Quanto alle gite nei dintorni di Bogotà ce n’è per tutti i gusti, anche gastronomicamente parlando, fermo restando che anche in Colombia, come in gran parte del continente americano, l’alimentazione di base è essenzialmente carnivora e se le finanze (quasi sempre) non lo permettono si rinuncia al filetto per tagli e frattaglie meno costose del ‘Res’, l’animale, il bestiame inteso come ‘buey o vaca’. Nota di colore, oltre che dedicata al palato, quasi tutte le escursioni dell’intera giornata prevedono il pranzo a Chia (una trentina di km da Bogotà) da “Andrès Carne de Res”. Un folle, ma nel senso di estremamente divertente, megaristorante (capienza fino a 3000 persone, 1500 gli addetti ai lavori, tra camerieri, animatori, suonatori, sicurezza e quanti altri) che contestualmente a un continuo frastuono (passaggi di orchestrine, pagliacci e miss più o meno pettorute) serve anche bistecconi, altre carni a gogò nonché le locali tradizionali leccornie. E’ il caso del Ajiaco, zuppa ‘bogotana’ di pollo, aglio cipolle e patate; del Tamal, carne, solitamente di pollo, cotta e servita dentro una foglia di banana; del Patacòn (nome che in Romagna inviterebbe a sconci pensieri), un impasto fritto di farina e di una delle tante varietà di banane; della Arepa, simile alla Tortilla messicana ottenuta dal mais, dal multiforme uso (companatico, contenitore di carni e salse variè).

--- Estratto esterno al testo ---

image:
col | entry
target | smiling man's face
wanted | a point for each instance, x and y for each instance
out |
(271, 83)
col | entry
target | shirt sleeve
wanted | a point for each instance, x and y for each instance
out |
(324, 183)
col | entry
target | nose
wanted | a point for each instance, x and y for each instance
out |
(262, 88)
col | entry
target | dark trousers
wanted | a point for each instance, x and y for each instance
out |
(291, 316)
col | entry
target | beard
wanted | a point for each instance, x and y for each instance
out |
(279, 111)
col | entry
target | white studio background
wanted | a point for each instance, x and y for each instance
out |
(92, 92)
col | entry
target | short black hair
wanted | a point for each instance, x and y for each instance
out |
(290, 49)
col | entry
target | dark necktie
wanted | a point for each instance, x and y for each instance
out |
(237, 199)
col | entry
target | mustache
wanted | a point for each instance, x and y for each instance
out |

Colmate le esigenze dello stomaco restano le esigenze culturali. Che gli organizzatori di escursioni appagano proponendo varie escursioni nei dintorni di Bogotà, nel dipartimento (uno dei 33 in cui è suddivisa la Colombia) di Cundinamarca (nome curioso, derivante da “Cuntur”, condor in lingua Quechuà, e “Marca” o Comarca”, in spagnolo regione, quindi Regione del Condor). Una visita ai Pueblitos Tradicionales, oltre a caratteristici villaggi e centri abitati concede panorami bucolici alternati da Haciendas/poderi, fattorie di architettura coloniale o ‘repubblicana’. Chi ritiene che la caffeina nuoccia alla salute (e pertanto la evita financo rinunciando a un sopralluogo a una piantagione di caffè) può recarsi (a una cinquantina ai silometri da Bogotà) nelle viscere della terra a visitare la Catedral de Sal, a Zapaquirà (nome evocante Zipa, il grande Cacique dei Muiscas). La sorpresa per la grandezza, meglio dire enormità di questo immenso luogo di culto sotterraneo scavato nel secolo scorso (ma le miniere del prezioso sale risalgono a ben prima dell’arrivo di Colòn) è inferiore solo allo sgomento sofferto da chi pensa al sudore e al tragico sacrificio di chi vi ha lavorato.
Un ‘opcional’ proposto dal tour operator contempla un’estensione della gita alla Laguna di Guatavita. Quella della aurea (meravigliosa) Balsa Muisca. Uno dei miti dell’Eldorado, inseguito da Gonzalo Jimenez de Quesada. Fondatore, il 6 agosto 1538, di Bogotà.